The goal of this project is to track the population and distribution changes of the Swedish breeding birds, to detect worrying changes over time. The project started in 1975 and is carried out as a citizen science project on behalf of the Swedish Environmental Protection Agency. We also cooperate with all 21 County Administrative Boards of Sweden. About 600 volunteers are counting several hundred thousand birds per year at more than 1,000 routes, literally across all of Sweden.

Swedish Environmental Protection Agency – swedishepa.se

Population trends of more than 200 species are produced annually and many of them are used as indicators for the status of biodiversity in Sweden as well as in Europe. If you read or hear about bird species increasing or decreasing in numbers in Sweden, the data are most likely from this project. 

ebcc.info

The Swedish Butterfly Monitoring Scheme

The Swedish Butterfly Monitoring Scheme is a national monitoring programme coordinated by Lund University for the Swedish Environmental Protection Agency. The scheme started in 2010 and is a volunteer-based citizen science programme involving more than 250 butterfly enthusiasts covering 400 sites from all over Sweden. Beddingestrand in the south to Vuollerim in the north.

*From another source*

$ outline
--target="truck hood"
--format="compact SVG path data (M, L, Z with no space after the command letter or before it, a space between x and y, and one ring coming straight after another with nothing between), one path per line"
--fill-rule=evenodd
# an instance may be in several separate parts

Like the Swedish Bird Survey, we produce population trends for an important part of the Swedish fauna, in our case our burnet moths and butterflies. We deliver annual trends for 90 Swedish species. Some of these trends form part of environmental indicators that are used to evaluate the Environmental Objectives of Sweden. The most important one so far is the Grassland Butterfly Indicator which we have delivered regionally and nationally since 2013. These analyses are part of the European Grassland Butterfly Indicator which we produce in collaboration with the European Environment Agency and 18 other European Butterfly monitoring schemes within the organisation Butterfly Conservation Europe.

Birds, insects and birch in Lapland (LUVRE)

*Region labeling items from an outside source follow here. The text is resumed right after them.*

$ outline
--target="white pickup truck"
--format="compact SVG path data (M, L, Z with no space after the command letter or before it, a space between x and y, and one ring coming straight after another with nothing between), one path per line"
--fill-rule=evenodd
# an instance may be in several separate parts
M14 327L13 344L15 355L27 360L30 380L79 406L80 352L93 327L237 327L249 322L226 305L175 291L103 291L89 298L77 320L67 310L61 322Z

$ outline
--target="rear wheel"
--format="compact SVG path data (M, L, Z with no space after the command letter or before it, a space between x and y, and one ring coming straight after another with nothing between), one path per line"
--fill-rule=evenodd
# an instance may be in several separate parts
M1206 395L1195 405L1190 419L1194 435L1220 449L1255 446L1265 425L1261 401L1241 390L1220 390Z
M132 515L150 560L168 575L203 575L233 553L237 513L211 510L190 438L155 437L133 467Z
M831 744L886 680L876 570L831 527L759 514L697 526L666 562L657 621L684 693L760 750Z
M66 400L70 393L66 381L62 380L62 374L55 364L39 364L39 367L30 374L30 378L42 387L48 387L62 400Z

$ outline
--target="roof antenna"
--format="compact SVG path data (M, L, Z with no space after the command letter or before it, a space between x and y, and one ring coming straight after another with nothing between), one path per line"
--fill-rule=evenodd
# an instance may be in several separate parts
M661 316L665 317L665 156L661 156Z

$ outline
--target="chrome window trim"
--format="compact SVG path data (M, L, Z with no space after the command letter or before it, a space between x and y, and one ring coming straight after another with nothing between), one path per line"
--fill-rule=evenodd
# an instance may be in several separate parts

The Vindelfjällen Nature Reserve is situated in the Fennoscandian mountain ridge, just south of the Polar Circle. It is one of Europe’s largest protected areas. With the small village Ammarnäs as base, scientist from Lund and other Swedish universities have studied birds, invertebrates and birch flowering in the reserve annually since 1963.

Vindelfjällen Nature Reserve (in Swedish) – vindelfjallen.se

The core projects involve monitoring the number of birds on montane tundra and in sub-alpine birch forest. The reproductive success of forest birds is studied in nest boxes and by mist-netting in late summer. The invertebrate fauna and the production of birch flowers (which is indicative of seed production) are also monitored.